A considerable part of the €4.48m lodged in the health and local authority levy fund had come from SKILL, and the HSE probe found serious breaches in the way the training fund was governed, as well as a lack of receipts for much of the money paid out.
In subsequent months, details emerged of further payments into the account, including €924,000 from the Health Service National Partnership Forum.
A few days before Christmas, SIPTU general secretary Joe O’Flynn wrote to the Public Accounts Committee, which is looking into the SKILL programme, confirming the two individuals linked to the union were the people who established and operated the account. He also confirmed, trustees of the union were currently examining the account and compiling a report on it.

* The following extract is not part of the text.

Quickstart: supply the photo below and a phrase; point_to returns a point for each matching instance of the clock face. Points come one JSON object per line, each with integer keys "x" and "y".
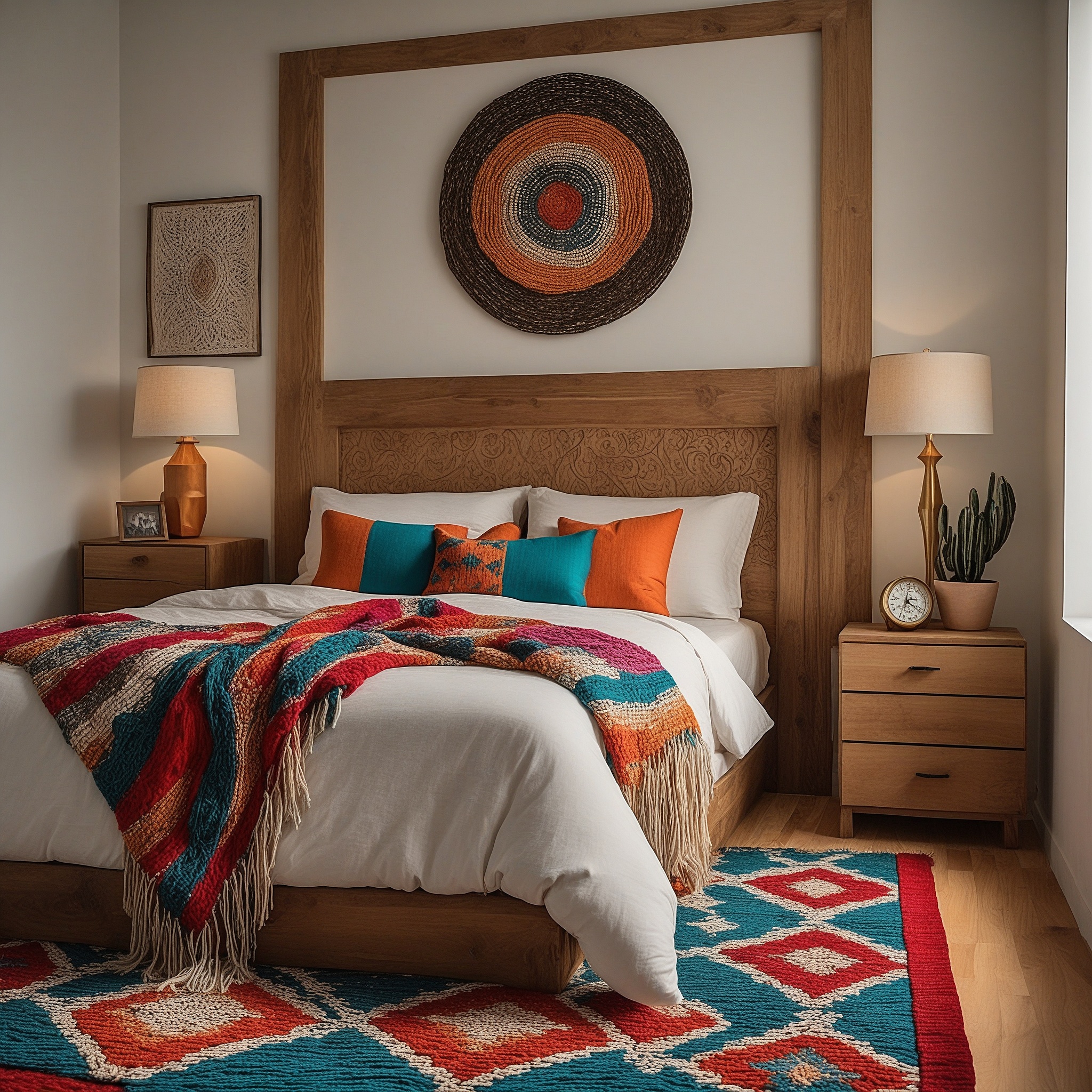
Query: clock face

However, Mr O’Flynn said legal advisors to Mr Merrigan and Mr Kelly had commissioned a forensic examination of the operation of the account by accounting firm Grant Thornton and the trustees could not conclude their report until reviewing the Grant Thornton report.
Even though the union has been waiting for that correspondence for months, it still had not received it as of yesterday.
It is understood that once that information is received, the report will be considered by the union’s trustee sub-committee and then by its full executive at its meeting in the third week of January.
HSE chief executive Cathal Magee has told the Public Accounts Committee that his organisation will not complete its investigation into the SKILL programme until it receives the report from SIPTU.